Relative to the strongest baseline (T2C [lou2025deriving]), FlyCatcher infers 2.6x more correct checkers. In mutation analysis, FlyCatcher-generated checkers detect 5.2x more semantic bugs (26/5 mutants) than T2C, even when the underlying test workload misses them.
False positive rates are low (<0.00003 in Zookeeper, zero in Cassandra across millions of checker calls in Jepsen-induced fault injection workloads), demonstrating practical deployability.
FlyCatcher's synthesis overhead remains moderate: the median time for checker generation is 15 seconds/checker, with monetary LLM query cost at $0.60$/checker (Claude Sonnet 4). At runtime, checker instrumentation incurs a typical 2.7–40.3% overhead (upper bound in tested scenarios), with the expectation of lower overhead for full system runs.

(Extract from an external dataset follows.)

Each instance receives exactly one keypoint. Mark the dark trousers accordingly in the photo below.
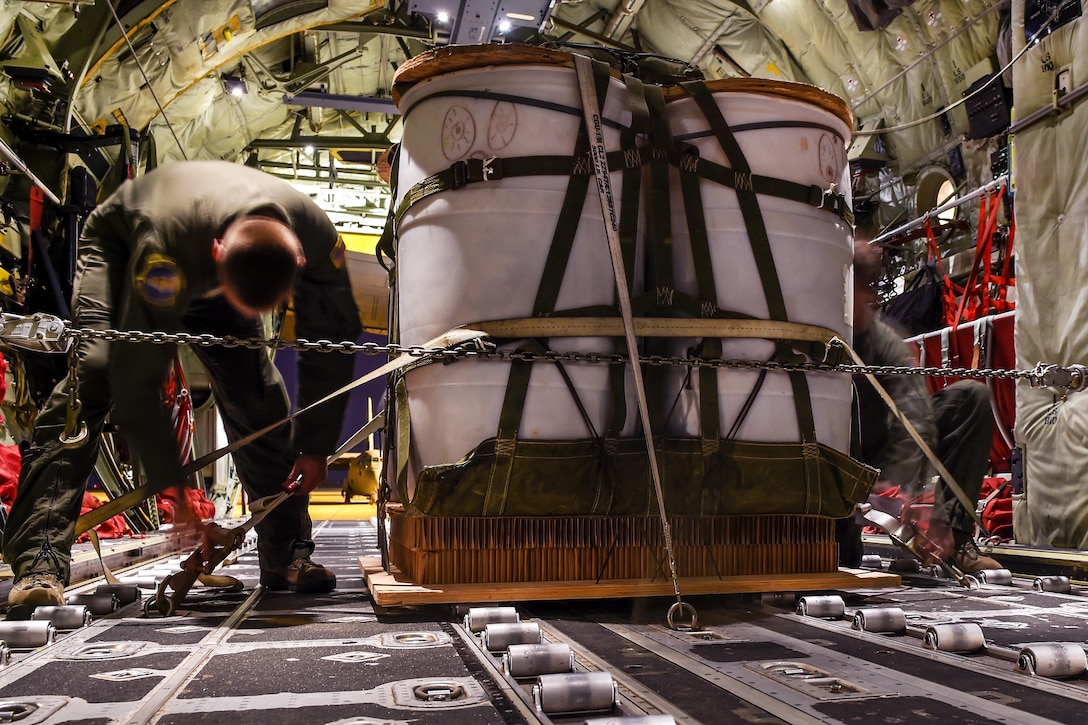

Figure 2: Distribution of time (seconds per checker) to generate runtime checkers with FlyCatcher, reflecting scalable synthesis behavior.

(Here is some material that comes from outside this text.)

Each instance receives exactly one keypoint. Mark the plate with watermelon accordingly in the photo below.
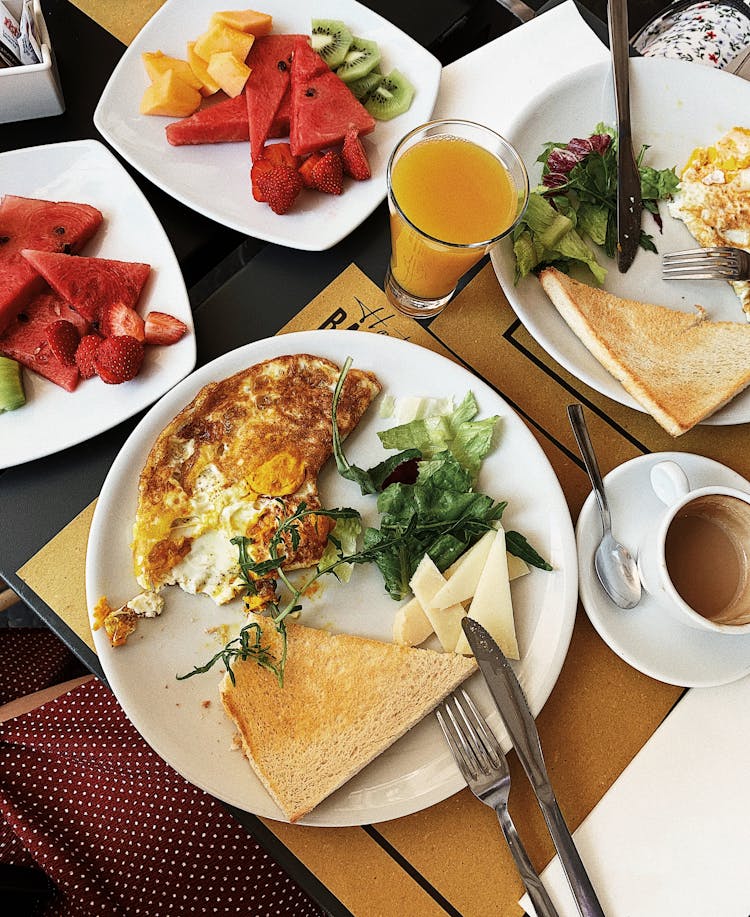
(95, 321)
(204, 157)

Technical Contributions and Contrasts
- LLM Generalization: FlyCatcher leverages LLMs to infer abstract, parameterized program properties from concrete test code, successfully decoupling semantic property learning from fixed test constants and workloads.
- Shadow State Abstractions: Introduction of explicit, checkable shadow state enables robust tracking of system invariants that depend on complex multi-method interactions and temporal object properties, a substantial improvement over approaches lacking state modeling.

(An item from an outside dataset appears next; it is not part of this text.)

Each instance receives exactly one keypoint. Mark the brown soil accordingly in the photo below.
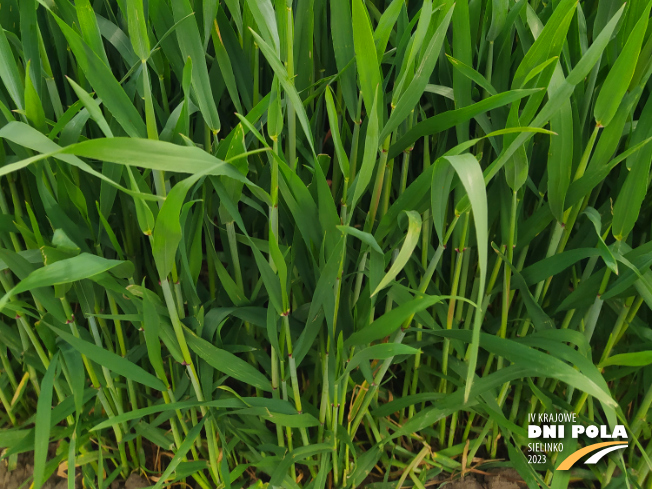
(25, 469)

- Iterative Feedback-driven Synthesis: The static and dynamic validation loop, with explicit LLM-guided code repair and explicit diagnostics, systematically filters invalid/hallucinated outputs—an essential component for reliable automation.
- Demonstrated Practicality: The pipeline scales to large-scale, real-world platforms with high test and codebase complexity, with minimal manual configuration.
Implications, Limitations, and Prospects
Practical Impact: FlyCatcher demonstrates that LLMs—when suitably integrated with program analysis and validation techniques—enable practical, semi-automatic derivation of complex, domain-specific runtime semantic checkers from test code. This can lower the barrier to continuous semantic monitoring in production, significantly increasing silent failure detection rates.
Limitations: The approach is constrained by the representativeness and expressiveness of test code; properties not manifested or indirectly tested cannot be captured. Mutants missed by FlyCatcher often reflect insufficient test coverage or semantic equivalence. While the feedback loop mitigates LLM hallucinations, reliance on non-deterministic LLM outputs introduces some variability.
Theory and Future AI Directions: The pipeline validates the hypothesis that program understanding tasks involving behavioral semantic reasoning are tractable for current LLMs when augmented with static contextualization and robust validation. Future extension could explore even tighter coupling with symbolic execution, grafting of program-specific type-state or protocol mining (using model-based formalism), and application beyond Java to other ecosystems and languages. Further, continuous learning via online revalidation in production traces could yield self-improving semantic checker systems.
Conclusion
FlyCatcher (2604.22028) advances fully-automated, LLM-guided inference of runtime semantic checkers, offering scalable, robust monitoring for silent failures in large software systems. By synthesizing parameterized, stateful checkers grounded in existing tests, and leveraging iterative validation to ensure soundness, it enables broader adoption of runtime semantics checking without deep manual specification effort. Practical results on four complex systems show superior correctness, coverage, and usability over prior art. The approach exposes new avenues for AI-assisted software reliability—suggesting that generative models, when substantively constrained and validated, are viable partners in automated program analysis and runtime assurance.